A Christmas Reflection

A wood wick candle flickers on the tray beside me where my lukewarm coffee sits in a Starbucks Virginia cup. Looking at the unlit Christmas tree in morning’s soft light, I feel a nudge in my belly as Owen moves.

He’s beginning to feel cramped and confined within me, stretching his little arms and legs to find more room.

Christmas is only a week away, and we’re preparing, again, for the long trek to our hometown. I don’t mind the ten-hour drive so much when there is no additional traffic, but after the hour and a half delay driving back to Roanoke at Thanksgiving, I’m praying for a smooth drive.

I love this time of year. Sitting by a fire in my parent’s chilly house, driving to find the best light displays in the neighborhood, drinking hot chocolate, and watching It’s a Wonderful Life or White Christmas.

If you’ve ever received a gift from me, I apologize. Choosing a gift for someone has never come easily to me, mostly because I want the gifts I give to be meaningful and something the recipient would genuinely love.

As our trip has inched closer and we’ve bought and wrapped presents to place under trees, a feeling has slowly surfaced in my heart.

I’m not in it for the gifts. I’m not driving for ten hours to see how much was bought for me. I’m not leaving our sweet cats for a week hoping to get the biggest, best gift.

When I’ve thought of the best gift I could get this year, I picture my brothers in their pajamas sitting on the floor by the tree, my dad setting up the camera we’ve begged him not to drag out, my mom in her old, pink terrycloth housecoat, all smiles.

This is how our Christmas mornings have looked for as long as I can remember.

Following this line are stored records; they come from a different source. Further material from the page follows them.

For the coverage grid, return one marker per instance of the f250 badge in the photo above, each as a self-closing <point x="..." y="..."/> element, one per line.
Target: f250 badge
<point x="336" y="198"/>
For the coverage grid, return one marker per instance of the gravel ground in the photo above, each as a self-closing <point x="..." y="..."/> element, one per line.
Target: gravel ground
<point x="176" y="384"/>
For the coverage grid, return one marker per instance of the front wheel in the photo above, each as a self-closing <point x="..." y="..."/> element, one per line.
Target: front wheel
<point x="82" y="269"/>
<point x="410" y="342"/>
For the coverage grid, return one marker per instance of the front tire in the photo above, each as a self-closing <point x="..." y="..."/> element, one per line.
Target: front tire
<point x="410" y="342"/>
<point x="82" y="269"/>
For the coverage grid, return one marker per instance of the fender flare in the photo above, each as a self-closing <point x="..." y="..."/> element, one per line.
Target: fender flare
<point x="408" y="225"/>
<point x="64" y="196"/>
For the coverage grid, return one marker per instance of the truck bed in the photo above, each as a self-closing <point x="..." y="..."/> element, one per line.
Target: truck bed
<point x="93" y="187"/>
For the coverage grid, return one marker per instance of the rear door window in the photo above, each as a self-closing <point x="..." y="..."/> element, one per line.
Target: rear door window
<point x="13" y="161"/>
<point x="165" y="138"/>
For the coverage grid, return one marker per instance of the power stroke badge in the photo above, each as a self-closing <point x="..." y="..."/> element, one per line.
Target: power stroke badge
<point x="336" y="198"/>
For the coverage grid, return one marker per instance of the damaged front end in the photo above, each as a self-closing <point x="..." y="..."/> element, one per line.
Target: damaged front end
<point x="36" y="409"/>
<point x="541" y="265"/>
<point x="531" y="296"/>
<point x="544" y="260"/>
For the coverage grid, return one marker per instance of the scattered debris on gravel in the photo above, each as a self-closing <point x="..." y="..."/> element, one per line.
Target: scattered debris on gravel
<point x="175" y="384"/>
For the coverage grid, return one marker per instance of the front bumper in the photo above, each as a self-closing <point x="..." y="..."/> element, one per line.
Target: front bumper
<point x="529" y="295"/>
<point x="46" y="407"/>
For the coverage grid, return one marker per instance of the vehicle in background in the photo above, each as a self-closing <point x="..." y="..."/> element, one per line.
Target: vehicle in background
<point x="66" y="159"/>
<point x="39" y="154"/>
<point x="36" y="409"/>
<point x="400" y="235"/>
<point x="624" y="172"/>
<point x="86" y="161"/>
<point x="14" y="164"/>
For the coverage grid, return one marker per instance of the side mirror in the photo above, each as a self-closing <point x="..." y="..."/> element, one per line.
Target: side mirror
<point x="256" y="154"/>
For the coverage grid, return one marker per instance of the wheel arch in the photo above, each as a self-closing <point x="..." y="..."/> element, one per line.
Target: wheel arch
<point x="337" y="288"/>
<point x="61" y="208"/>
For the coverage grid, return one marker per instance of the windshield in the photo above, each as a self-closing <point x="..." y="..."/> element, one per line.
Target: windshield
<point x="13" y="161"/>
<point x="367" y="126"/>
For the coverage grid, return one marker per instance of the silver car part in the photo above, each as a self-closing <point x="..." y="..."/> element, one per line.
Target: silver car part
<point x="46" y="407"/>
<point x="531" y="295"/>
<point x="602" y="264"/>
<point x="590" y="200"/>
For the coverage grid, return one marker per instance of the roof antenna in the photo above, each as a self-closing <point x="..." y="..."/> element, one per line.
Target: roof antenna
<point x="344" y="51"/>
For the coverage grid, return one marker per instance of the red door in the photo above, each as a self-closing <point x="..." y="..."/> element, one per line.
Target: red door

Now, I get to add a few more people to the picture with Ryan’s family.

When I picture Christmas, my mind is flooded with images of the gifts God’s already given me in my family that continues to grow, and that fills my heart with joy.

Ryan and I shared our first Christmas as married people last year and this will be our last Christmas as a family of two.

As we journey back to childhood homes and old Christmas trees, I hope to take in every moment as it comes, and not allow the excitement of the future to overshadow the joy of the present.